Bulgarian Phonetic Corpus
BulPhonC Version 2

The Bulgarian Phonetic Corpus BulPhonC contains speech signals annotated automatically on phoneme level.
The creation of the BulPhonC corpus has been supported by the project AComIn: Advanced Computing for Innovation
funded by the FP7 Capacity Programme, Research Potential of Convergence Regions, Grant Agreement: 316087.

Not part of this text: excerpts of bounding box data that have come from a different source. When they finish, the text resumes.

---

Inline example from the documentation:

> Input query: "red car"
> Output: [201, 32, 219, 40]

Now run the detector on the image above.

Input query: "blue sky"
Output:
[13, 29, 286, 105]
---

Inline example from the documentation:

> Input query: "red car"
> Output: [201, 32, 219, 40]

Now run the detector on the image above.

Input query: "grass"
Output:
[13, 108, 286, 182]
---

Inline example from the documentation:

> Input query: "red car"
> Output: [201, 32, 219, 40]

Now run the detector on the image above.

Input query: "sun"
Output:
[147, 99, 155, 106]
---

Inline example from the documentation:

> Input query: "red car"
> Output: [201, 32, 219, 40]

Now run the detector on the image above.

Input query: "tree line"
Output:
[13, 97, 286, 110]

The corpus has been compiled at the Linguistic Modelling Department of the Institute of Information and Communication Technologies at the Bulgarian Academy of Sciences by Dimitar Hristov, Ivan Zamanov, Ivana Yovcheva, Marina Kraeva, Nelly Hateva, Petar Mitankin and Stoyan Mihov.

Corpus Description

Language: Bulgarian
Year: 2015
Speakers: 99 speakers, 44 male and 55 female Bulgarian speakers, average speaker's age - 34 years
Recording environment: studio
Microphone: Sennheiser MK 4
Sampling rate: 16 kHz
Number of bits per sample: 16
Sample type: one-channel pcm
Number of utterances: 16215
Number of sentences: the corpus contains 319 phonetically rich sentences divided into two parts.
Part 1 contains 148 sentences and Part 2 contains the remaining 171 sentences.
Most of the speakers have read only Part 1.
Phonetic annotation: each utterance has a corresponding annotation on phoneme level in a format supported by praat.
The recorded signals were automatically segmented into utterances.
All automatically segmented utterances were manually verified and the incorrectly segmented utterances were removed from the corpus.
The remaining utterances were automatically annotated on phoneme level.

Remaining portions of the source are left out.